EU leaders to urge companies to jointly buy gas - draft
By Kate Abnett
BRUSSELS, March 17 (Reuters) - European Union country leaders could urge companies next week to take part in a scheme for countries to jointly buy gas, according to draft conclusions for a summit in Brussels.
The draft, seen by Reuters, steered clear of more contentious issues over energy and climate change policies - including disputes over nuclear energy and phasing out combustion engine cars.
It said Europe's energy security, which was impacted by Russia slashing gas supplies last year, has improved, but said the EU must prepare for next winter. EU countries plan to jointly buy gas in the coming months, to help fill storage caverns ahead of peak winter demand.
"It (the council of EU leaders) calls on all stakeholders involved to make full use of the joint purchasing mechanism," the draft said.
Europe is nearing the end of winter with a better energy security situation than feared, after countries cut their energy use, filled gas storage, and mild winter weather helped avoid shortages.
The draft conclusions would also ask the Commission to "where necessary" make proposals to extend emergency policies agreed at the height of last year's energy crisis.
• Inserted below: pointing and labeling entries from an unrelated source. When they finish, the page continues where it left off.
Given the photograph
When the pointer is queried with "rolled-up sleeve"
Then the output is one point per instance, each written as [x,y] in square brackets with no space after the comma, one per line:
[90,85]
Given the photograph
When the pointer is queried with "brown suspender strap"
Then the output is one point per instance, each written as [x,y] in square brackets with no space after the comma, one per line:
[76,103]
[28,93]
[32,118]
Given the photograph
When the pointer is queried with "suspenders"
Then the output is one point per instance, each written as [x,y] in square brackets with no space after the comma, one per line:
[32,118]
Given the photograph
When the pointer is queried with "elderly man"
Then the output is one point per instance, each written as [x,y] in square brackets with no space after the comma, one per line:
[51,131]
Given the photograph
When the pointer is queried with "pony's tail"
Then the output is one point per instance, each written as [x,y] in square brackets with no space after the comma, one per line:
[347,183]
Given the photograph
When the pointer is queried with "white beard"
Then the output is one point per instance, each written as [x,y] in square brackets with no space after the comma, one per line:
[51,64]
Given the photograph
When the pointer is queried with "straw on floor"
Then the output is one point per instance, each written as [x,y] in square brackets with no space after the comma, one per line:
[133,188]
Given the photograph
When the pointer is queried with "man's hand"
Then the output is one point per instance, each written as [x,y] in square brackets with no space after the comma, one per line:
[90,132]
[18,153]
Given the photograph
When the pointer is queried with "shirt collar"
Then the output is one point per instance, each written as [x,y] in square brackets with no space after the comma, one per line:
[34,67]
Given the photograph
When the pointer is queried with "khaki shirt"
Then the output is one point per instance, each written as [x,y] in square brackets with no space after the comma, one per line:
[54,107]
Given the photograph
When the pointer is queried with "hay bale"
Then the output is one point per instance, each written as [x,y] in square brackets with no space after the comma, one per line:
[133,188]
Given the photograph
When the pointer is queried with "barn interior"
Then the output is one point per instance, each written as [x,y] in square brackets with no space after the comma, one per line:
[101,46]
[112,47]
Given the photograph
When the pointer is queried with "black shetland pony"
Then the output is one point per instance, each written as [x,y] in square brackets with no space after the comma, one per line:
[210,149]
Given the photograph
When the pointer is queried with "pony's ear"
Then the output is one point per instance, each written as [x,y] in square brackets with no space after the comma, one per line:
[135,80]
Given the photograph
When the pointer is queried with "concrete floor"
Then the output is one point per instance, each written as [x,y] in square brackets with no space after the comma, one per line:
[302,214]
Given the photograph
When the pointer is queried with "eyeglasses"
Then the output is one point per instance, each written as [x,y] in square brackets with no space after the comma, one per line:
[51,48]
The Commission plans to propose extending a voluntary target to cut winter gas consumption by 15%.
The draft made no explicit mention of disagreements over two flagship EU climate policies.
Last-minute opposition from Germany is stalling the EU's flagship law to end sales of new CO2-emitting cars in 2035. EU negotiations on renewable energy targets are also blocked, by a standoff between countries over whether they should include nuclear energy-based fuels.
EU negotiators should "reach prompt agreement on all relevant proposals to accelerate the green transition", the draft said.
Some EU diplomats said countries hope to avoid escalating the laws to leaders and risking a messy political fight - preferring to leave negotiations to diplomats or ministers responsible for the files.